The technologies he wrote about included many we consider commonplace today, but climate change and other global environmental impact risks were not among the "accidents" he anticipated.
Economists seem to have learned precious little from the book, highly acclaimed as it was. Economic calculations still get made on the basis of “expected values” — the statistically most likely outcomes — despite the fact that these values do not accommodate the virtual certainty of unexpected events.
Analyses like Environmental Impact Statements — required for major federal investments under the National Environmental Policy Act — are still based on what economists call “expected utility theory” (EUT). Based on past experience and recorded data, we project the probability of different events and use those odds in combination with the “utility” or value associated with each alternative event to arrive at an expected value for a course of action.
That doesn’t make sense … or does it?
Think of it this way. On a given day, it could rain or be sunny. You have to decide whether or not to carry an umbrella. The utility of having an umbrella if it rains is high, but if it’s sunny, the umbrella’s nothing but a pain — a negative utility. Whether you carry the umbrella is a function of what you think the odds are of rain.

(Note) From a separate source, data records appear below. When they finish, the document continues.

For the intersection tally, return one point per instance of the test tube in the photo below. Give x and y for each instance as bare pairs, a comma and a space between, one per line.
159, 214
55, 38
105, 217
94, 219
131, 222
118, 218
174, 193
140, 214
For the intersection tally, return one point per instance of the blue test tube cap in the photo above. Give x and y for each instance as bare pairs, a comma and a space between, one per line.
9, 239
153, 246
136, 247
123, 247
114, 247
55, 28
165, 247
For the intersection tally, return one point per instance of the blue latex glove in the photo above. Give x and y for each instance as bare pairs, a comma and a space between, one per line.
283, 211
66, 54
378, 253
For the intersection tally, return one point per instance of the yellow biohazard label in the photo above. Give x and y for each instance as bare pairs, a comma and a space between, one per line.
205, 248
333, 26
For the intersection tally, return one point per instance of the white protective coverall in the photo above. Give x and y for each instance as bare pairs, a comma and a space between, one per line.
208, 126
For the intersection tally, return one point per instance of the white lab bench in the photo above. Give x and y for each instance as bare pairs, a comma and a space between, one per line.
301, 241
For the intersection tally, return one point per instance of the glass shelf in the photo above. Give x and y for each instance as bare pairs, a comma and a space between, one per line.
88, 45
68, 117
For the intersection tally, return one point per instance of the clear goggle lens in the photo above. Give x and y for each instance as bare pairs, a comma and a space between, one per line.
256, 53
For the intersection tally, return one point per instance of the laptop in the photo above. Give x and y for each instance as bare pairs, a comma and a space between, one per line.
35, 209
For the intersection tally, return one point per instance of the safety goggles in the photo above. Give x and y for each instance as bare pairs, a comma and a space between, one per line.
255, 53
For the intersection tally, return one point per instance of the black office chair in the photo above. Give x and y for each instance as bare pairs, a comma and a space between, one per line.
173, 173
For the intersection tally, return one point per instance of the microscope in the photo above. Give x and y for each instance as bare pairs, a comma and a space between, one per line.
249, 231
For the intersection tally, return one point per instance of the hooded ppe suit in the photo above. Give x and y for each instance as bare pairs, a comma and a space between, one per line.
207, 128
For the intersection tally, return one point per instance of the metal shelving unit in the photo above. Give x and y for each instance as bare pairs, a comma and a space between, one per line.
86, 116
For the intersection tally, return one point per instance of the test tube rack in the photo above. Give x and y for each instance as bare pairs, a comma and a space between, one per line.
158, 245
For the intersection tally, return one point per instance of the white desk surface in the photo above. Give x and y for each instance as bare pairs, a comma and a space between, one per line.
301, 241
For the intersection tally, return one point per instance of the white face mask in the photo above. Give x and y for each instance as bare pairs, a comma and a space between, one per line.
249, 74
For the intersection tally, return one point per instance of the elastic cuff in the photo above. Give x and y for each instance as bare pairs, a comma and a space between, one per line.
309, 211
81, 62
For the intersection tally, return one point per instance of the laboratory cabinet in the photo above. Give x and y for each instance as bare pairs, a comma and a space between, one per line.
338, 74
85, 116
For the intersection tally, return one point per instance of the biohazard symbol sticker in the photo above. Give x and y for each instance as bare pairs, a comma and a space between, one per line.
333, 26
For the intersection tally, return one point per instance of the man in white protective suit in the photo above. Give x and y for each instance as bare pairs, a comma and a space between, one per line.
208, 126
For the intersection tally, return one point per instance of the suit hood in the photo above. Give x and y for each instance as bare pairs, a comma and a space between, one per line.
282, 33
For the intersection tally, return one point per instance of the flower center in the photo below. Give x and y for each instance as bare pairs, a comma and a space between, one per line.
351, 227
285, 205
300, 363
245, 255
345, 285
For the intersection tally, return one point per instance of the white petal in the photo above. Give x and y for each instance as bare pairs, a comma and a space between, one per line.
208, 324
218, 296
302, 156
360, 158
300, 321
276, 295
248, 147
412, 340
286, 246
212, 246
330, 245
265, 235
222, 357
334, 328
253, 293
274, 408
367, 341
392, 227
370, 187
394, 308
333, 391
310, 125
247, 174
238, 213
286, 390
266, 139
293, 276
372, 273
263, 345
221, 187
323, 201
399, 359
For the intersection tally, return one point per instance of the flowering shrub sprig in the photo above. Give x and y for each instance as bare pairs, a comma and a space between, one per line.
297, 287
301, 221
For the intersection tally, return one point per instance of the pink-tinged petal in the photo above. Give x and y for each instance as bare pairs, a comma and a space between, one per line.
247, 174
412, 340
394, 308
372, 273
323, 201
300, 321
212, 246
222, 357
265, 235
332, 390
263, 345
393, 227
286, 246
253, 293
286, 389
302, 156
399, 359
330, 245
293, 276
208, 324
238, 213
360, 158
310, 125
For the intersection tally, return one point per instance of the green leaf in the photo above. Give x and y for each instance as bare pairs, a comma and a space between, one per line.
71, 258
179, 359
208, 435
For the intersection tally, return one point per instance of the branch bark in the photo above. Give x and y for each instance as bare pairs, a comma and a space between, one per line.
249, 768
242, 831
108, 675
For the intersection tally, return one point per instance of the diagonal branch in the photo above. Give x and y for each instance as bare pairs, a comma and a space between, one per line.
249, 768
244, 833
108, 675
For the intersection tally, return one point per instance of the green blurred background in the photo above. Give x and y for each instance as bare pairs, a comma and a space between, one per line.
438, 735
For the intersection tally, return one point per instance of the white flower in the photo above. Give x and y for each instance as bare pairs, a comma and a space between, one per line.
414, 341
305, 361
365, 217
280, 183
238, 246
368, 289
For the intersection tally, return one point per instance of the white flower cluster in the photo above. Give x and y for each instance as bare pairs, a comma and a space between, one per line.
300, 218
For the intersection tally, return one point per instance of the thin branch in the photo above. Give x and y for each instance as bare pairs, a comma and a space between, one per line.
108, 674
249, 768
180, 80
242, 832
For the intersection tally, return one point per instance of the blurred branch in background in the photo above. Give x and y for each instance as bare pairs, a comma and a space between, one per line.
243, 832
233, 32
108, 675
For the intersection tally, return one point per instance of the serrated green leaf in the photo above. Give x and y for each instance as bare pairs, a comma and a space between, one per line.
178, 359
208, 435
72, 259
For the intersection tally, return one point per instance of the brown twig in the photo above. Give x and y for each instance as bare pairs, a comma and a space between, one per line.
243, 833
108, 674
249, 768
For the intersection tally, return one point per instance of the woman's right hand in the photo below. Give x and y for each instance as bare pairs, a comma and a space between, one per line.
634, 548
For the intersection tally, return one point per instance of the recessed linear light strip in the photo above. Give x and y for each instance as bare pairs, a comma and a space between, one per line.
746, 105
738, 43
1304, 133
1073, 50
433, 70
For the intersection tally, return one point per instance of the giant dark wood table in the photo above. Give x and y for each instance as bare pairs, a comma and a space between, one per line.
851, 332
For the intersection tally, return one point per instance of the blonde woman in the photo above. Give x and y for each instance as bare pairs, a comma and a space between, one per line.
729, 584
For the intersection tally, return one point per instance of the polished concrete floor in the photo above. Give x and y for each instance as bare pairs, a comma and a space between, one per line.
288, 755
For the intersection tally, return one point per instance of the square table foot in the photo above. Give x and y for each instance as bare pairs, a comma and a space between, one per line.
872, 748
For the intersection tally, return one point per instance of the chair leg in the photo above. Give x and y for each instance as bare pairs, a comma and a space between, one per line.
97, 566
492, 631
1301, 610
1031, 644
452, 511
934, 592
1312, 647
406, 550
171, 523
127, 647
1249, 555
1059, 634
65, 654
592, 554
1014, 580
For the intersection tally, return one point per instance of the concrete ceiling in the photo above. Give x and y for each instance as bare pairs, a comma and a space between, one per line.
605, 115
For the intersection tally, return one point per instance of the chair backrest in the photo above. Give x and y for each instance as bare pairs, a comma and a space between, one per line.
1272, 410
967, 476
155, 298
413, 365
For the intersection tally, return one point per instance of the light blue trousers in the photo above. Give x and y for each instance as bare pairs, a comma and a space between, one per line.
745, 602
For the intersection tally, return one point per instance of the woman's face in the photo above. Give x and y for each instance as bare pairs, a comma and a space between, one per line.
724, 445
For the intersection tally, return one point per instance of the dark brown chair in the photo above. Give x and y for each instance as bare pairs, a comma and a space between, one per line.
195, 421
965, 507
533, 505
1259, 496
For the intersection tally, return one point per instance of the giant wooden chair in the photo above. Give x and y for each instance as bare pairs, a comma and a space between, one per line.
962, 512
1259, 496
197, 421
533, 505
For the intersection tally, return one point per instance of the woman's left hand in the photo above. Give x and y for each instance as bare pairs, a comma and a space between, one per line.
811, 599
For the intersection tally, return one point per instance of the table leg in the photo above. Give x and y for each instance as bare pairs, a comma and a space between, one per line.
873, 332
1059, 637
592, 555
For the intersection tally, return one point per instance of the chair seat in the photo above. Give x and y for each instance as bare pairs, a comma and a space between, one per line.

Great … except that you don’t know if you can trust the weatherman’s forecasts. And you’ve failed to consider a whole mess of possible outcomes: High wind makes the umbrella useless even in rain; there’s hail or snow; if you bring your umbrella, it is sunny, and you forget it somewhere and lose it.
Not only that, but you’ve also assumed that none of the negatives are too terrible, and none of the positives too spectacularly good. If you were like the Wicked Witch of the West in The Wizard of Oz and melted if you got wet, wouldn’t you carry your umbrella no matter what the odds were?
Now let’s get back to coal ash and normal accidents.
If we buy Perrow’s line of argument, we’d have to incorporate possibilities other than rain or sun in our umbrella calculations. The logic of normal accidents is that something unexpected will happen if the technology or system is complex enough (and enough time has passed). The same way, when the coal-fired power plants were built and the ash storage designed, some allowance for a spill or other accident should have been included in the calculations of the expected value of new power plants.
Assuming that no spill will occur is not reasonable. There must have been some calculation made of the probability of accidents and the damage they might cause. But did anyone plan for or calculate the loss associated with a complete collapse of the retaining wall and a spill of the entire containment, not just a slow leak? I don’t know, but the New York Times coverage of the spill at the Kingston, Tenn., plant noted that the TVA had struggled for years to control small leaks.
They had to have known better, right?
Not quite. We also have excellent evidence on the TVA’s assumption about the likelihood of a massive spill and the costs involved. From the NYT article:
In 2003, it [the TVA] considered switching to dry disposal, but balked at the estimated cost of $25 million, according to a report in The Knoxville News Sentinel. That is less than the cost of cleaning up an ash spill in Pennsylvania in 2005 that was a 10th of the size of the one in Tennessee.
So, that tells us the TVA figured the probability of a spill multiplied by the likely cost to clean up was less than $25 million in current dollars in 2003.
They were badly wrong. Why?
The expected value calculation appears to have assigned a zero probability to a spill as massive as the one that occurred. That’s as if you carried an umbrella in the rain even though you might melt if you got wet, and assigned a zero probability to the possibility of high winds or hail. That’s not rational.
Assigning that zero likelihood also meant that there was no serious effort to calculate the cost of such a massive failure.
What this helps to see is that the expected value calculation — and all our NEPA-mandated Environmental Impact Statements for federal projects — depend on key assumptions that are unlikely to be true even if we make conscious allowance for normal accidents we tend to ignore:
- We know the possible outcomes or conditions (the weather states that can occur),
- we know the probability of each those outcomes will occur within some time frame, and
- we know the impacts on “utility” of each of those outcomes.
If we don’t know all possible outcomes, or if there is uncertainty about the likelihood of each outcome, or if we don’t fully understand or can’t measure the effects of each outcome, then the expected value calculation is a guess, not an empirically-based forecast.
The weather forecast for tomorrow, and its effects on the ability to do outdoor construction work, doesn’t meet these standards for a full empirical projection. Yet the designers of those power plants claim to be able to give us good forecasts of the stability of the ash storage facilities for the decades that a new plant will be in operation.
Good luck. Any power company planners — or state and local government regulators and oversight agency personnel — out there: Did you ever hear of the Precautionary Principle?